One mans sledgehammer is another mans toffee hammer whats your point?


----------



## evad

im not being funny but these polls are next to useless due to them being too broad, as this one is

there is a hell of a lot of room inbetween 60 and 100kg as is the case with 100 to 140

if you want an accurate answer id add a lot more options in, with maybe 20kg inbetween each

i have rowed 108kg for 5 reps but in your poll i would be placed in the same bracket as someone who has done 138? hardly seems fair

so my answer is 108kg for 6


----------



## Chew

I'm at 55kg for 5 reps.


----------



## evad

yay i like this poll as none of the beasts are in here and i look like i have a respectable poundage


----------



## solidcecil

i have done 75kg for 8


----------



## Gym Bunny

BOR? In strict form?
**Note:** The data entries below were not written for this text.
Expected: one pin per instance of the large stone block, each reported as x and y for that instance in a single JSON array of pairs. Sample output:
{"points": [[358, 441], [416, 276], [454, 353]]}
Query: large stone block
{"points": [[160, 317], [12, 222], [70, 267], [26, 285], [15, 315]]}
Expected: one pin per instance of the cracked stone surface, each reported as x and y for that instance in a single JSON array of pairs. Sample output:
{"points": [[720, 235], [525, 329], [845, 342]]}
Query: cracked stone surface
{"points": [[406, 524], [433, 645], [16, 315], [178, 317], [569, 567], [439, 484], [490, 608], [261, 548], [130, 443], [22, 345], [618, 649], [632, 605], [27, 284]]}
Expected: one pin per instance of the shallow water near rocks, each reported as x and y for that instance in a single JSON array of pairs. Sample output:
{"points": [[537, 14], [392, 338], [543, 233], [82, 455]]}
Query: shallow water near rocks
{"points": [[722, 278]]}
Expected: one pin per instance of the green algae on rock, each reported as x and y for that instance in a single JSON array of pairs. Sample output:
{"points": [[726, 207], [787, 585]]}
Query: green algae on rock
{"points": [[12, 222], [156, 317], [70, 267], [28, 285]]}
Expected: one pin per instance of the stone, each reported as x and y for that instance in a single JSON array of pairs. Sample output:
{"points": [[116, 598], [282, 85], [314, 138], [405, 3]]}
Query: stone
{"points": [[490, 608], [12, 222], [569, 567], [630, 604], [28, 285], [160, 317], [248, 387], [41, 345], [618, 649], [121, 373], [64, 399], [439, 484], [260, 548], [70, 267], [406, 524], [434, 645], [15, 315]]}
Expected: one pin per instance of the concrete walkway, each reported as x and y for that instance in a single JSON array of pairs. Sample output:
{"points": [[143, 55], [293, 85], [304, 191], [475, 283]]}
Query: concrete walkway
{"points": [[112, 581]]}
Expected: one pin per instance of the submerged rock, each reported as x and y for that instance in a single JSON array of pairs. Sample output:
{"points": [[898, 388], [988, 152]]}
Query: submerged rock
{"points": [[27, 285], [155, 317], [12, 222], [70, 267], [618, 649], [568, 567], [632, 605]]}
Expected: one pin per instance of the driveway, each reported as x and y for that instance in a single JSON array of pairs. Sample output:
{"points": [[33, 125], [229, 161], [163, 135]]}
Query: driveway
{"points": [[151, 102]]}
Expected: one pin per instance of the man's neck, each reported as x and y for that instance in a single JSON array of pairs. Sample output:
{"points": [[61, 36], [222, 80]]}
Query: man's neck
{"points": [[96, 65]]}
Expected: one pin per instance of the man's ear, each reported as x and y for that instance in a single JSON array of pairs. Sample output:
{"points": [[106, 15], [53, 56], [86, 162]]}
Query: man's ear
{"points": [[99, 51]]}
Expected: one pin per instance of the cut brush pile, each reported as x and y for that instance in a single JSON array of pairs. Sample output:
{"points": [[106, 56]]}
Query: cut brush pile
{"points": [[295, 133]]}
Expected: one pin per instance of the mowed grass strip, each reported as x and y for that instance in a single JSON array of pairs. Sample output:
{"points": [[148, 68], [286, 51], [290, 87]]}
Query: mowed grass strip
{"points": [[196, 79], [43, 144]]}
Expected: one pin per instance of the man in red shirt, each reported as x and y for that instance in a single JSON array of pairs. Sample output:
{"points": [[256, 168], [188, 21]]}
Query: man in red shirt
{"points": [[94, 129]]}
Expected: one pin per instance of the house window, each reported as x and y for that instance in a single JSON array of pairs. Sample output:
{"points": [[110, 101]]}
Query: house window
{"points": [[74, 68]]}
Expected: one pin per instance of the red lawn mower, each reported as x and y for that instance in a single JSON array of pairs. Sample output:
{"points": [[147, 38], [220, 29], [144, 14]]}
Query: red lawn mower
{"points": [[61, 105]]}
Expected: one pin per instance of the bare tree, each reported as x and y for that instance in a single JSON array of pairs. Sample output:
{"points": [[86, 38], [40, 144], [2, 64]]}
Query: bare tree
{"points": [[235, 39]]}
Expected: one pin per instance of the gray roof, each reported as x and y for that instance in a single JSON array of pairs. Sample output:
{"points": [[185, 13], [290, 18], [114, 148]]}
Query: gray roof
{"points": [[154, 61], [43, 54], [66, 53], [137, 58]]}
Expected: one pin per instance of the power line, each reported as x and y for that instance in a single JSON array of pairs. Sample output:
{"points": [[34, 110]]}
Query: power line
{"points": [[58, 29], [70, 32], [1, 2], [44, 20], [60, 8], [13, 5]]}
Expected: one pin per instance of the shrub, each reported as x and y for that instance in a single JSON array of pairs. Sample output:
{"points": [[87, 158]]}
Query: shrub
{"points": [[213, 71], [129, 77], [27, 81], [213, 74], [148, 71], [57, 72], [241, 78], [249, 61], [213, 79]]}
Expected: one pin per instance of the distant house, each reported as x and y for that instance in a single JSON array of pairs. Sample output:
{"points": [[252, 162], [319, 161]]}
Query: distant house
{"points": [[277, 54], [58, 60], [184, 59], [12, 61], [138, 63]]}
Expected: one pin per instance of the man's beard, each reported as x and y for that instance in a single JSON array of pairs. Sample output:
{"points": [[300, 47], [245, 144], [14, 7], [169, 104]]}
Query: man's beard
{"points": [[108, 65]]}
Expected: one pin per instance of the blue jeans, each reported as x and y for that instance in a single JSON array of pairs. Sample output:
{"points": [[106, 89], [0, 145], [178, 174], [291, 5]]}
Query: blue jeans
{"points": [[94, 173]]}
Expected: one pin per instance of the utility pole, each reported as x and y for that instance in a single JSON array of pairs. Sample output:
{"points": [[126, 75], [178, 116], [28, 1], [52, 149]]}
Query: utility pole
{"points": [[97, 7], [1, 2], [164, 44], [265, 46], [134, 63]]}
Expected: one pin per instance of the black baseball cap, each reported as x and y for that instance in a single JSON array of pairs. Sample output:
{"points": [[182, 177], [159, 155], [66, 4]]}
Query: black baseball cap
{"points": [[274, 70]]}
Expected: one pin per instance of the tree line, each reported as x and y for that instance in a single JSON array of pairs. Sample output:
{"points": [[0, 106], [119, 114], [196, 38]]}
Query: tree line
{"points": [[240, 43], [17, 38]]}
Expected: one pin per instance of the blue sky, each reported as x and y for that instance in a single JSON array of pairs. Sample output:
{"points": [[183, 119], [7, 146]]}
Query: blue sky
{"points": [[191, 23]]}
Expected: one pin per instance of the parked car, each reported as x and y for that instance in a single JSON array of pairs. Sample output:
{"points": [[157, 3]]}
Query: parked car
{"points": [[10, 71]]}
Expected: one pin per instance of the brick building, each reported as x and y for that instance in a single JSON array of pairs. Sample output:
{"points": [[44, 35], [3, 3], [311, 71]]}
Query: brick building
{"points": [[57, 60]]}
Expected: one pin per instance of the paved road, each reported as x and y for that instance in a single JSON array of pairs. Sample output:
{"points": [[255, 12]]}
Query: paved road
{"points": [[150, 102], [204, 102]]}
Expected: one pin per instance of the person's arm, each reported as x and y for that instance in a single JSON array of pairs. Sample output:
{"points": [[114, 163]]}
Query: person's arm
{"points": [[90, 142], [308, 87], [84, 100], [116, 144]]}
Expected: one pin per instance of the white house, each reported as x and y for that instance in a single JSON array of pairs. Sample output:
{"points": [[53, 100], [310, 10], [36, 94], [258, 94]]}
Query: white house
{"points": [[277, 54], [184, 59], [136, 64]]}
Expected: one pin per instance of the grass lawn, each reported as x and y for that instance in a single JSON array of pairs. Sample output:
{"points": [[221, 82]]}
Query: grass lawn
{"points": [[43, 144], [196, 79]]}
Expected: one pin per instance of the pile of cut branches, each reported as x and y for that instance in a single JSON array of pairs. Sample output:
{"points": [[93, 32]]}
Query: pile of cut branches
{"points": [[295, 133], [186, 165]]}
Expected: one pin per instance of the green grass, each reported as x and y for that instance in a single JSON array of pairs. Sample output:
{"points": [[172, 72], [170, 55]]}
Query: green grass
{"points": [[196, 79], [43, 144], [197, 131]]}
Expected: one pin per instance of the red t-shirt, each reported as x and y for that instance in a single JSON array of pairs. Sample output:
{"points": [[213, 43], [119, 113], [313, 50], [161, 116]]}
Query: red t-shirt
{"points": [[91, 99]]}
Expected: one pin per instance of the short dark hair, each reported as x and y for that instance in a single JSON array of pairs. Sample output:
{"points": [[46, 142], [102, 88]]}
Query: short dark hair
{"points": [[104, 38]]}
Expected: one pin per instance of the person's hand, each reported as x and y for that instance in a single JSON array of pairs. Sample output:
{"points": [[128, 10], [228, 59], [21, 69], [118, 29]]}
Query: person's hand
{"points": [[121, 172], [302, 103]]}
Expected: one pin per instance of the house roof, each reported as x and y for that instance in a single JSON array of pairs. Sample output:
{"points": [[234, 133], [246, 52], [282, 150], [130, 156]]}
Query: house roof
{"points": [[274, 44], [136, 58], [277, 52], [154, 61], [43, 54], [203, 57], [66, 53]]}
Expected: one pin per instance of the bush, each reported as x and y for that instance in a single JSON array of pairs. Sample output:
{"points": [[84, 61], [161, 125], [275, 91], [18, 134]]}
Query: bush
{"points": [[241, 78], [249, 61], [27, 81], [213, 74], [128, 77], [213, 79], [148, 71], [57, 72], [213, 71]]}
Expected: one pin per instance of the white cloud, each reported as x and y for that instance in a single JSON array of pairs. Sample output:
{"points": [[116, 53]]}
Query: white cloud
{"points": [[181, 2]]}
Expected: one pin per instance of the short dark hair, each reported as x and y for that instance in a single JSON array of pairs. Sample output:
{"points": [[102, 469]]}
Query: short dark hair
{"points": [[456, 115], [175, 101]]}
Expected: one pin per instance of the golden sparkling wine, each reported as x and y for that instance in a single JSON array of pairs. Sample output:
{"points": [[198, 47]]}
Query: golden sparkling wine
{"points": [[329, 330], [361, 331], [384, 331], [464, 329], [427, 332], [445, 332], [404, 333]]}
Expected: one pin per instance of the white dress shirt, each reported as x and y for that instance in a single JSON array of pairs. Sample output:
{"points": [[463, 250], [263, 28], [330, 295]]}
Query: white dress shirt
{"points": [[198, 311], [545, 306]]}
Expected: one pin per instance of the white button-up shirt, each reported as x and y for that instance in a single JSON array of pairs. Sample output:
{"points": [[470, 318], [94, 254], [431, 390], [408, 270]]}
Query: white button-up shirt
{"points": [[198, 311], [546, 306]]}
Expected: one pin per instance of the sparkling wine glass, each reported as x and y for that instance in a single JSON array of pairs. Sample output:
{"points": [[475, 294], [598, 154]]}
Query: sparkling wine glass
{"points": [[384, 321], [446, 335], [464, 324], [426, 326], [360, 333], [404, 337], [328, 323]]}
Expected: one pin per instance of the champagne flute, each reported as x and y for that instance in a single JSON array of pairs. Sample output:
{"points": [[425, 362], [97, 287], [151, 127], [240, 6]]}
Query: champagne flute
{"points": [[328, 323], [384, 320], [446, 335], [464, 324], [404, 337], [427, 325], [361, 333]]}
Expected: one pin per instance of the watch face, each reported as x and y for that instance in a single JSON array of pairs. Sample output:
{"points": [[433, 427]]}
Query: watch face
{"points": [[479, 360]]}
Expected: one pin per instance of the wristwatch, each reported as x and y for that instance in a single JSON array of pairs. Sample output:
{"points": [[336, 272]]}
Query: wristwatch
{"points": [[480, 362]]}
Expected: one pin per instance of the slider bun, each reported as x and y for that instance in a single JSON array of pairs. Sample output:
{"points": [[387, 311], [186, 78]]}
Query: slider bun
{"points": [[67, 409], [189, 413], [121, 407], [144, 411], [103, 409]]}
Not even 60kg :crying:


----------



## bkoz

140 on smith mathien.120underhand grip on ez bar..


----------



## BigDom86

what degree bend are we talking?

yates row i do 140kg+

normal row atleast 45degree bend max ive been too is 130kg right to belly button


----------



## Tom1990

wide grip hands facing down good form most ive done is 90kg for 6reps.... not tried going heavier....yet :ban:


----------



## anabolic ant

was rowing 160kg for 6 pretty good strict reps last year til i got my tennis elbow in both forearms,but was using about shoulder width over-hand grip with straps at pretty much a yates bent over degree would say even lower than the norm 45 degree angle...but now pretty ok on 130-140kgs...working up again!!!!


----------



## bizzlewood

80kg not including the bar


----------



## laurie g

20 reps with 100kg for two sets

the finish with 140 for 8


----------



## Robbie

are all these reps from the floor?


----------



## musclefox

Ive been doing them on the ez bar which is quite comfortable with 130k.


----------



## notorious1990

i do my bent over rows on a smith machine, for me its more comfortable and obviously controlled

120 for 6


----------



## evad

musclefox said:


> Ive been doing them on the ez bar which is quite comfortable with 130k.


interesting that your the second person to mention the ez bar, ive never seen this done to be honest

i much prefer tbar rows to bent over rows but am limited to how much i can tbar row at home



> ahhh this one is tough as everyone has different opinions on form!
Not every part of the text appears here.